Angesichts der Rund-um-die-Uhr-Betriebsabläufe in Lebensmittel- und Getränkeherstellern kann ein Großteil der IT-Ausrüstung in Produktionsstätten nicht häufig gepatcht werden, was diese Betriebe zu einem bevorzugten Ziel für Angriffe macht, so Grant Geyer, Chief Product Officer bei Claroty. Geyer sagte, dass jüngste Claroty-Untersuchungen ergeben haben, dass der Lebensmittel- und Landwirtschaftssektor von 2019 bis 2020 einen 56-prozentigen Anstieg der Schwachstellen in industriellen Steuerungssystemen (ICS) zu verzeichnen hat, nachdem von 2018 bis 2019 kein Anstieg zu verzeichnen war.

“Was klar ist, ist, dass industrielle Operationen jetzt ein Traumziel für Cyber-Angreifer sind, die nach finanziellem Gewinn streben”, sagte Geyer. “Eine zusätzliche einzigartige und besorgniserregende Facette der Lebensmittel- und Getränkeindustrie ist die sehr breite Palette von Drittanbietern von Automatisierungslösungen, die für Wartungszwecke einen direkten Zugang zur betrieblichen Technologieumgebung haben. Diese Verbindungen verfügen über erstaunlich begrenzte Identitäts- und Zugriffsmanagement-Kontrollen und noch weniger – wenn überhaupt – Sitzungsüberwachung und -aufzeichnung. Bei so vielen potenziellen OT-Einstiegspunkten müssen Angreifer nicht einmal die IT/OT-Grenze überschreiten, um Schaden anzurichten.”

Craig Lurey, CTO und Mitbegründer von Keeper Security, merkte an, dass dieser Vorfall zeigt, wie Cyberangriffe in einer solchen Umgebung “über die gesamte Lieferkette hinweg Schaden anrichten können – mit Auswirkungen auf den Betrieb, die Produktion und sogar den Versand… Diese Einrichtungen sind weiterhin wichtige Ziele [of] Bedrohungsakteure, die versuchen, wertvolles digitales geistiges Eigentum zu stehlen oder Kontrollen zu manipulieren – und Ransomware ist eine ziemlich schnelle und einfache Möglichkeit, dies zu tun.
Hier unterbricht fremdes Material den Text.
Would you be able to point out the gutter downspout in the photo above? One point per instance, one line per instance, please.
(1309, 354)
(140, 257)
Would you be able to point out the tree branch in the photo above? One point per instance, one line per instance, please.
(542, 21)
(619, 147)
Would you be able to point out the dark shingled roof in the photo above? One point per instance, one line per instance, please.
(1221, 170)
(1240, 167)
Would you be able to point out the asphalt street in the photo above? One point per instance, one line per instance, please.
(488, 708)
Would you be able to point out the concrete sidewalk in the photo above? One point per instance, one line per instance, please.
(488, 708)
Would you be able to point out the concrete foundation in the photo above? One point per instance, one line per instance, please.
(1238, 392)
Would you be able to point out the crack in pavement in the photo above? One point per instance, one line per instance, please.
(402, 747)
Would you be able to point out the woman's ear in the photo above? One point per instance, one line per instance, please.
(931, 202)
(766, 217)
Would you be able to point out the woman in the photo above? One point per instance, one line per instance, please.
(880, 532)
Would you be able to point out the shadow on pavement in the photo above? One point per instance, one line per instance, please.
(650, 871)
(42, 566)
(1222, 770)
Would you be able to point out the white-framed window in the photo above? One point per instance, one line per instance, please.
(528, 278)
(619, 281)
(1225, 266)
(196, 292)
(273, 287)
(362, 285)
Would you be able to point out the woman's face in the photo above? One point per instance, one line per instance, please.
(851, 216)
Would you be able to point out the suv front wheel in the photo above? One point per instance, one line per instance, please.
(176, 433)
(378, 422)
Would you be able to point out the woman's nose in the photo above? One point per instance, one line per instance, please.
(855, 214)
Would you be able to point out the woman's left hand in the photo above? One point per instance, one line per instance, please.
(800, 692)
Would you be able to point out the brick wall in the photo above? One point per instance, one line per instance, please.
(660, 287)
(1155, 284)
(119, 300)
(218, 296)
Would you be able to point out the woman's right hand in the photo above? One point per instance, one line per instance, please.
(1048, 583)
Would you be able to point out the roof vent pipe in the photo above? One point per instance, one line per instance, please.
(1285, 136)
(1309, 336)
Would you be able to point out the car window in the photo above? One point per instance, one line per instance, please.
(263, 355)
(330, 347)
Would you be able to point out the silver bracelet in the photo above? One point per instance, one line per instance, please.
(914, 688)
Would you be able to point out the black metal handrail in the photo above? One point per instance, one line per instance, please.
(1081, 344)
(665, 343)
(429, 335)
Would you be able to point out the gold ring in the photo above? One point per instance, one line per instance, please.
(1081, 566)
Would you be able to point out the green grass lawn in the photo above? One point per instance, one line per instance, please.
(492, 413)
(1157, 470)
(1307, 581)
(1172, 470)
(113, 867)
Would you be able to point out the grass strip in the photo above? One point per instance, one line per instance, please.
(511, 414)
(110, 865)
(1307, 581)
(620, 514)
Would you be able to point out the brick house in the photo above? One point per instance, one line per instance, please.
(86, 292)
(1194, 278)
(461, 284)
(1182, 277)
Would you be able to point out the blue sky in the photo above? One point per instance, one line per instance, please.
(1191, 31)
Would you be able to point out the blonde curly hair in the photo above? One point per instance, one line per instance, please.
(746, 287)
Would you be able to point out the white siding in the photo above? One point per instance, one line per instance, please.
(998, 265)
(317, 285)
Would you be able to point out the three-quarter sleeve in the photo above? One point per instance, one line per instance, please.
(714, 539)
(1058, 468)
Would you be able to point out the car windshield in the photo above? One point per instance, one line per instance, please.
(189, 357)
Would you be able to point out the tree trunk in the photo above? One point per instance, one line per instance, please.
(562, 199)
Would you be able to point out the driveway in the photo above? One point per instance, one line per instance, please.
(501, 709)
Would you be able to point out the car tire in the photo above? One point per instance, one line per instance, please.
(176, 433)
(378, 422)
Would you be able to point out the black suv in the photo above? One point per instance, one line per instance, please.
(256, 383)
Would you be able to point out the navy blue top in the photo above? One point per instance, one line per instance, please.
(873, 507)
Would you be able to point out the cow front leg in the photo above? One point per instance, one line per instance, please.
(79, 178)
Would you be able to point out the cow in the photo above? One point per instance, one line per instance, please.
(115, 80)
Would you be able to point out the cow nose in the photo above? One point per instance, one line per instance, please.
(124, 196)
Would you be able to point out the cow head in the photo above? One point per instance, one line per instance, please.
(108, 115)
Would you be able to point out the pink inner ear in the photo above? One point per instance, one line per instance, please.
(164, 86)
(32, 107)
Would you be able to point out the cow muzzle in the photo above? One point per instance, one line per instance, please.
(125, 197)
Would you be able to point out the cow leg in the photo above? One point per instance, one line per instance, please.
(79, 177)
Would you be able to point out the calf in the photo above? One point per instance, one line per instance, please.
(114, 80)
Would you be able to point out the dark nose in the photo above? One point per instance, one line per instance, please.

In einem Fall wie diesem ist die Schulung der ersten Verteidigungslinie, der Mitarbeiter oder der Anlagenbetreiber zu Best Practices rund um Passwörter und Endpunktsicherheit in der gesamten Datenumgebung von entscheidender Bedeutung, um eine Situation wie diese in Zukunft zu vermeiden.”